Hasta que un niño de poco más de diez años les dijo:
– Creo que he encontrado la forma de conseguir que el sabio se equivoque. Habrá que esperar a que haya mucha gente viéndolo para que sean testigos de lo que va a ocurrir y puedan contarlo a todo el mundo. Cogeré un pájaro y lo esconderé detrás de mí. Y entonces le diré al sabio: «Tengo un pájaro en mi mano. Tú que sabes tanto, dime si está vivo o muerto. Si me dice que está muerto, abriré mi mano y se podrá comprobar que está vivo. Si me dice que está vivo, aprovecharé que lo tengo escondido, le retorceré el cuello, morirá y verán que está muerto. Es decir, que siempre se equivocará».

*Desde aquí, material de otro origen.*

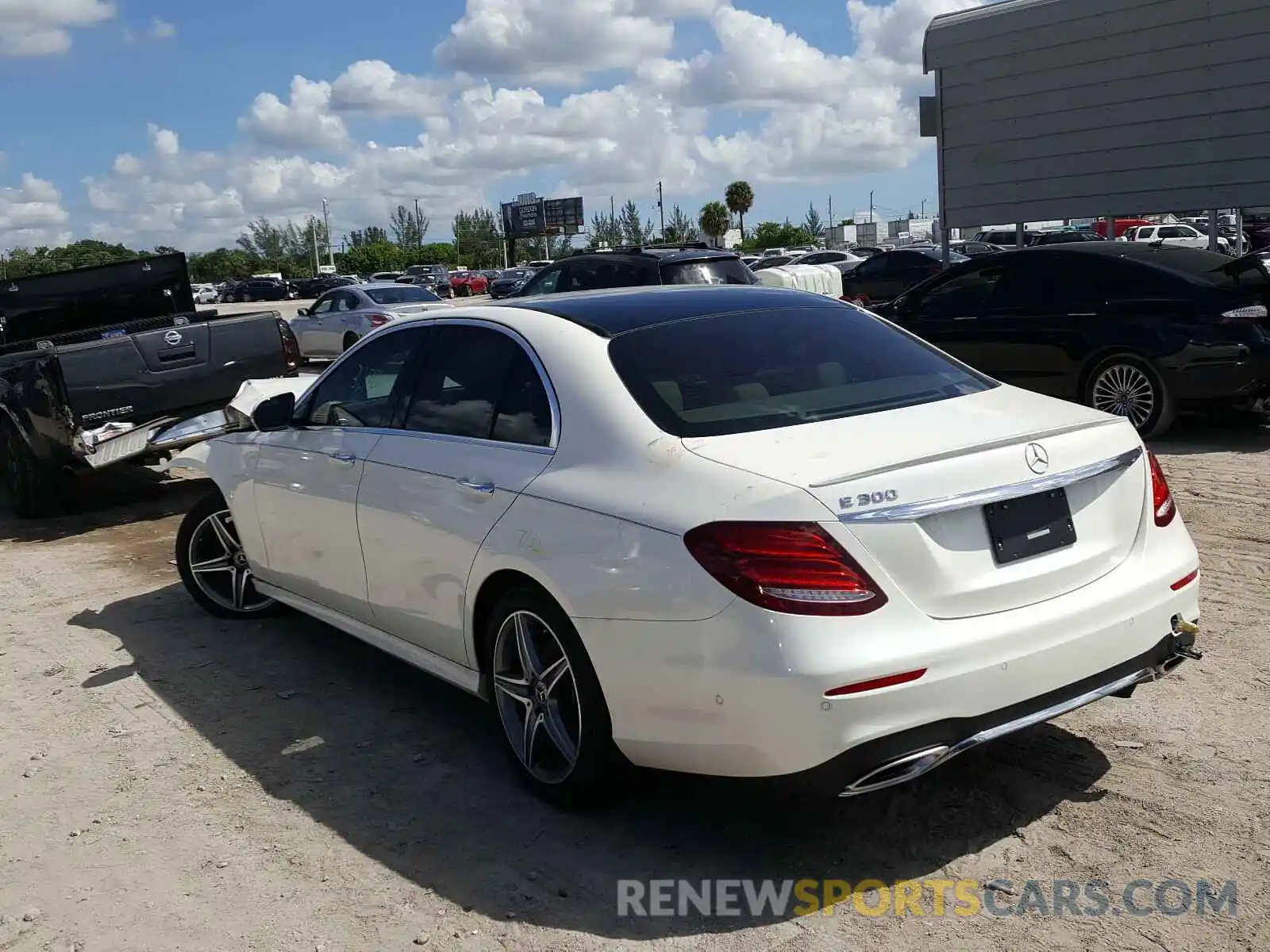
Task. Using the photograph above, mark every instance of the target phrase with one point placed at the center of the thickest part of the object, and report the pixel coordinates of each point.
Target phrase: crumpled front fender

Todos estuvieron de acuerdo en que aquella era una gran idea y de que el sabio nunca podría acertar. Hay que ver lo bien preparados que están los niños de este pueblo. Habrá que hacerle un homenaje al maestro. Pues bien, una vez que se consiguió el pájaro, un humilde gorrión que fue cazado por varios niños con una red (otra muestra de que la infancia de este pueblo tiene un gran futuro), se repasó el plan con el niño y la mañana del día siguiente, muy temprano, casi todo el pueblo comenzó a subir a la cima de la montaña, mezclándose con los cientos de personas que solían acudir, unos por curiosidad y otros porque querían que el sabio les resolviera los diferentes problemas que traían. En sus manos, en bolsas o en cestas llevaban regalos que, al final del día, dejarían a los pies del anciano.
El niño se acercó al sabio, con el gorrión escondido entre sus manos a su espalda e hizo la pregunta:
– Maestro, tengo un pájaro en mis manos. Tú que eres tan sabio, nunca te equivocas y puedes resolver los problemas más difíciles, ¿puedes adivinar si está vivo o muerto?
Sus antiguos paisanos contuvieron la respiración, y esperaron la respuesta equivocada para gritar con todas fuerzas «¡se ha equivocado, se ha equivocado, no es tan sabio como dicen!». Ya saboreaban la victoria y se miraban unos a otros con sonrisas de complacencia. Y lo mejor, cómo disfrutarían con la cara de sorpresa de los demás asistentes y con el sufrimiento del anciano.
El maestro miró al niño a los ojos, posó la vista en la multitud que esperaba ansiosa sus palabras y después de unos segundos contestó:
– Tú lo has dicho. La respuesta está en tus manos.
Y colorín, colorado, este cuento se ha acabado. Podría haber continuado la historia describiendo la cara de perplejidad del niño y de sus antiguos vecinos y las palabras de reproche del anciano, demostrando que habían querido tenderle una trampa y avergonzándolos ante todos, dándoles una lección, pero prefiero que cada uno termine la historia como más le guste y que saque su conclusión y su enseñanza, yo no quiero hacerlo porque bastante hago con haceros pasar el rato
(Y sigue lloviendo en Sevilla como si no hubiera un mañana. Por eso me dedico a escribir estas cosas que no tienen demasiado sentido. O sí, depende cómo se mire).